Contrairement à d’autres études de femmes en robe de cour de la même venue, ces deux oeuvres ne sont liées à aucun tableau connu, et ne se retrouvent pas non plus dans la tenture de La Noble Pastorale. La jeune femme assise n’est connue que par ce seul dessin, la jeune femme debout constitue un cas unique dans l’oeuvre car il en existe une dizaine d’exemplaires connus, à la pierre noire et craie blanche, rehaussés ou non de sanguine avec quelquefois des touches de pastel. La multiplication de ces dessins pourrait s’expliquer par l’importance du modèle représenté, mais on notera que cet exemplaire est le seul entièrement travaillé au pastel. L’extraordinaire qualité du profil et par contraste le peu d’intérêt du fond de jardin à l’évidence pourtant de la même main, le fait que ces études debout soient exécutées sur un fond de jardin peu caractérisé suggère que le sujet du pastel est cette femme en train de marcher, et que le décor ajouté est indifférent. L’hypothèse déjà évoquée en 2012 de possibles dessins cherchant à saisir la personnalité de la nouvelle favorite madame de Pompadour avant d’en faire le portrait peint revient ici avec insistance pour plusieurs raisons : Boucher était un dessinateur compulsif qui se vantait lui-même d’avoir réalisé plus de 10 000 dessins. Ceci suppose plusieurs dessins par jour. Il est donc impossible qu’il n’en ait pas fait un seul de la nouvelle favorite dont il réalisera une dizaine de portraits peints, étant de loin son peintre préféré. Techniquement, les dessins au crayon et au pastel offrent aux portraitistes une liberté de mouvement et une discrétion que la peinture posée empêche ; or François Boucher, qui n’est pas d’abord un portraitiste, a particulièrement besoin de cette approche qui peut être régulière en raison de sa facile mise en oeuvre et de la proximité de l’artiste avec l’illustre modèle. On remarque d’ailleurs que ces grandes robes de soie dans les dessins étudiés ici comme dans ceux de même venue des collections de Francfort, Stockholm etc…sont de lignes simples et ne sont jamais surchargés de dentelles ou de rubans comme dans les grands tableaux d’apparat peints par le peintre dans les mêmes années ( Munich, Alte Pinakotheck, 1756, Londres, The Wallace collection, 1759).

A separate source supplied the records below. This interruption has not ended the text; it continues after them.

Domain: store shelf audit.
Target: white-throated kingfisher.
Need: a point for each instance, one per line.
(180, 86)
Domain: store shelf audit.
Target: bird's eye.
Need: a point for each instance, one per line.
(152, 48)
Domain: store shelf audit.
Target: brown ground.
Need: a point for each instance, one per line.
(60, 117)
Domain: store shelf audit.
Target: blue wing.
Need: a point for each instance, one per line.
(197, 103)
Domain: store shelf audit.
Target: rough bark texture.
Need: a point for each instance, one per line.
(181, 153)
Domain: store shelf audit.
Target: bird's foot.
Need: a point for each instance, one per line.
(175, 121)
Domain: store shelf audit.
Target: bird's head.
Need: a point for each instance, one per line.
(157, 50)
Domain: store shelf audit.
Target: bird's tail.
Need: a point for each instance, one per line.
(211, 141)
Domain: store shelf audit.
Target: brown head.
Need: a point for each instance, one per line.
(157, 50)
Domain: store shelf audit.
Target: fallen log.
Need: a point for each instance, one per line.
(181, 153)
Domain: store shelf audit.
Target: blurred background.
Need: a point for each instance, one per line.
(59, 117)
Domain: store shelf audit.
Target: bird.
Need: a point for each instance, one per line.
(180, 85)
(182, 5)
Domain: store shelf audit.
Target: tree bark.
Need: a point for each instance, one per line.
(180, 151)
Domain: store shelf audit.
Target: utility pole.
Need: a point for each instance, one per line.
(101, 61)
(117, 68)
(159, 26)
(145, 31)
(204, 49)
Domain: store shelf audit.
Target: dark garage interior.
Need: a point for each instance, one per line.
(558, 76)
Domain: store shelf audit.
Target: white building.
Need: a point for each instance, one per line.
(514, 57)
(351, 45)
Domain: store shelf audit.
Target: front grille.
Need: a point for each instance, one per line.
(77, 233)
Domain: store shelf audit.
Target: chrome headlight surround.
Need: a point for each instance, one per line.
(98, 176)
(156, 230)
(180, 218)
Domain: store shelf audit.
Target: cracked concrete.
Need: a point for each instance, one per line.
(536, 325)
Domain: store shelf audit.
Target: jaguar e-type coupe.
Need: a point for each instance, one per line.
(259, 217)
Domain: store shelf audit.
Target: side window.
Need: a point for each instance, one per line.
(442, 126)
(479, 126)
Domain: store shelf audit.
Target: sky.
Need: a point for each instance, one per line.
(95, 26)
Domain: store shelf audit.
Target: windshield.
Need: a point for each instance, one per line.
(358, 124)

Enfin, ces deux dessins datent par leur écriture des années 1745 -1750 ; or Madame d’Etiolles future maitresse du roi apparait à la cour pour la première fois en février 1745 au cours d’une des fêtes accompagnant le mariage du Dauphin avec la princesse Marie - Thérèse d’Espagne célébré le 23 février. Les gravures de Charles-Nicolas Cochin représentant les fêtes entourant le mariage montrent que les femmes de la cour portent autour du cou cette année -là soit un ruban de couleur foncé soit cette collerette dite « à l’espagnole » remise au goût du jour à cette occasion. A l’exception de deux portraits seulement où elle ne la porte pas parce qu’elle porte un vêtement fermé jusqu’au cou (Londres, Victoria et Albert Museum , 1758) ou bien une liseuse en dentelle (Cambridge , The Fogg Art Museum, 1758), Madame de Pompadour utilise avec prédilection cette pièce vestimentaire dans tous les portraits que fait d’elle François Boucher jusqu’aux années 1764, même si cette collerette semble alors passée de mode. Si l’hypothèse séduisante avancée par Alastair Laing est juste (Boucher, Paris , Grand Palais, 1986, n°52) le premier tableau la représentant pourrait être contemporain des dessins étudiés ici puisque ce serait le portrait faussement appelé « de madame Bergeret » ( Washington , The National Gallery of Art, inv. 1946-7-3), daté de 1746 , qui aurait, selon lui toujours, été préparé par les deux esquisses du musée du Louvre (inv. RF 2142) et de Londres, Waddesdon Manor (inv. 965.1995 ) où elle porte bien cette collerette de dentelle à l’espagnole. Les deux dessins étudiés ici seraient donc parmi les tous premiers saisissant au vol, dans l’intimité, la gracieuse présence du prestigieux modèle.